Savannah parks are the heartbeat of the city. Everywhere you walk in the historic part of Savannah there are small squares of varying sizes filled with brick paths and park benches shaded by Spanish moss draped live oaks.
It was this way from the beginning, thanks to James Oglethorpe, a founder of the Georgia colony who created a masterplan in 1733 that divided the town up into wards, each with a central park or square. Oglethorpe started with six wards and six parks. More than 250 years later, his plan has expanded to 24 wards.
Today, the parks are treasured by residents and tourists, but it wasn’t always that way.
In the 1950s, three parks seen more as a nuisance than an asset were destroyed to make way for progress. City leaders began to chip away at the historic squares to make way for a highway and other urban renewal projects. In 1953, Ellis Square, one of the four original squares, was replaced with a parking structure.

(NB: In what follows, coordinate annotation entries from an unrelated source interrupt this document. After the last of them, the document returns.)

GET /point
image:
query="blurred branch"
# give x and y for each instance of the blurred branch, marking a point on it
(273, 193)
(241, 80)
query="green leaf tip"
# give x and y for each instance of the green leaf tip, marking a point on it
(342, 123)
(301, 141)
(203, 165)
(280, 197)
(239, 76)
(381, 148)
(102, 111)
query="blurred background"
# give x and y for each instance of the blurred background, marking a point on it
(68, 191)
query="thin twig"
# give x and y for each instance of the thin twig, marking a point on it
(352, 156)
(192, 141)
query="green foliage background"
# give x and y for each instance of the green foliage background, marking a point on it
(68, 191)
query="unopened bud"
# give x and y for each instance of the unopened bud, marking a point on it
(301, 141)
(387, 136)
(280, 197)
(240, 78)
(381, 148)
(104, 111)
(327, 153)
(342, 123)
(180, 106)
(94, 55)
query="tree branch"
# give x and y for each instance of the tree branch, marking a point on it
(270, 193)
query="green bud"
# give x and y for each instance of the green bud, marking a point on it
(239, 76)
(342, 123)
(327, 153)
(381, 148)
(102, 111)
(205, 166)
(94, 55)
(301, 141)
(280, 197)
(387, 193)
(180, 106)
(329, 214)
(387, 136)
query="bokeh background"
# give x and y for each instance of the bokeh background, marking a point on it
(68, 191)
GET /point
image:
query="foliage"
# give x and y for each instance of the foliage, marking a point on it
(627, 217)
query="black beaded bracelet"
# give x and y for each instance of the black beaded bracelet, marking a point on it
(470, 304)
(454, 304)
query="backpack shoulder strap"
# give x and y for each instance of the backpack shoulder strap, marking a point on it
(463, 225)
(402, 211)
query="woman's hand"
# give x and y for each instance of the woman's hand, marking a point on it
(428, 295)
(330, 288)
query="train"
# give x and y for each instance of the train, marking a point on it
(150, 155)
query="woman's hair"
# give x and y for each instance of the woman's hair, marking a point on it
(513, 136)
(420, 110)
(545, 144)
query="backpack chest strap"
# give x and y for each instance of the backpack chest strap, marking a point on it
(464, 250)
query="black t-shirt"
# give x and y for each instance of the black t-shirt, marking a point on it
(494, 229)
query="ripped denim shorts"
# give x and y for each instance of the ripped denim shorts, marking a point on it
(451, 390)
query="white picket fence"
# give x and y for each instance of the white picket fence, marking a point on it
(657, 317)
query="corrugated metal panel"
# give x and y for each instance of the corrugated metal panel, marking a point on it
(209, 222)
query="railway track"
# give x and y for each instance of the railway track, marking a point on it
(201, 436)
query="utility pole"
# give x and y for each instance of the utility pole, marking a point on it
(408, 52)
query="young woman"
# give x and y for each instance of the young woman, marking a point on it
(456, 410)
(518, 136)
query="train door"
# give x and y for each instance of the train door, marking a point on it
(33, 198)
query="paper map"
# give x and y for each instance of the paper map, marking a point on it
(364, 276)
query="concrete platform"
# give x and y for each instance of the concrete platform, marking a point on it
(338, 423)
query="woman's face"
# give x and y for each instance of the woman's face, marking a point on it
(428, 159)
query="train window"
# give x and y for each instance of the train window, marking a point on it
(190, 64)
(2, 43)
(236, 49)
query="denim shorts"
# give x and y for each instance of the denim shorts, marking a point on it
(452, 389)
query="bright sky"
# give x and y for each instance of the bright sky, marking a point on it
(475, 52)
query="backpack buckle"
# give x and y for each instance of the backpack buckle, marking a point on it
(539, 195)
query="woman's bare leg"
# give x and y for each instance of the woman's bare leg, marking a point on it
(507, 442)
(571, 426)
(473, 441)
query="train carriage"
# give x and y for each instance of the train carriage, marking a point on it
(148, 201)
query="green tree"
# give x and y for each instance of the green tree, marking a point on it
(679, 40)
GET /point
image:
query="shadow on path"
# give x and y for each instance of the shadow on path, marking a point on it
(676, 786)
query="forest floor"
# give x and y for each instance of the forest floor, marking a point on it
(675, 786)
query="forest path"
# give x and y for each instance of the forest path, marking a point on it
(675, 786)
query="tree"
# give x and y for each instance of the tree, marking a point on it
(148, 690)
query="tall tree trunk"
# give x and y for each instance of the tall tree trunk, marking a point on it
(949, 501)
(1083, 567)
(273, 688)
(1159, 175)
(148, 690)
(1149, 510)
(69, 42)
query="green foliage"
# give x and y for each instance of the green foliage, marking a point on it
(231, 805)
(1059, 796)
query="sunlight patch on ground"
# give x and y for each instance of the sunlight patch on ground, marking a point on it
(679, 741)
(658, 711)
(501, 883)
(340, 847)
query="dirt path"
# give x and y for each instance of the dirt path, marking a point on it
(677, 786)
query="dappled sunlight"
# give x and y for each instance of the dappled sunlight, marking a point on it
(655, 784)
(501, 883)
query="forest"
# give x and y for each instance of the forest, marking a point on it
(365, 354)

Ellis had previously functioned as one of the city’s major market areas. In addition to being a market for general goods, it was also the location of slave auctions before Gen. Sherman’s March to the Sea.
The parking garage destroyed the area and disrupted the urban fabric of the city. Property values languished and tourists avoided the neighborhood. The move by the city was a mistake in the eyes of residents, who organized to make sure other parks in Savannah didn’t suffer a similar fate.
In 2010, the city demolished the parking structure and replaced it with a new park built on top of an underground garage. The park is now a site for popular concerts and events. A new hotel and businesses have since invested in the area. Property values rose and tourists once again flock to Ellis Square.
What does this have to do with Natchez? In recent years, city leaders have discussed the possibility of selling or giving away one of Natchez’s greatest resources — its bluff. Like the squares in Savannah, the Mississippi River bluff is the one thing makes our community unique.
In 2007, the city sold part of the bluff to condominium developers, whose plans were eventually rejected by the Mississippi Department of Archives and History. Now the city is developing plans to turnover a strip of land for a new farmers’ market, state extension service office and demonstration gardens.
Given Savannah’s experience with Ellis Square, does it make sense for Natchez to give away one of the community’s most valuable pieces of land? Instead of giving away the bluff, why don’t we use it to enhance the city and surrounding neighborhoods?
Are we ready to risk making the same mistake Savannah made?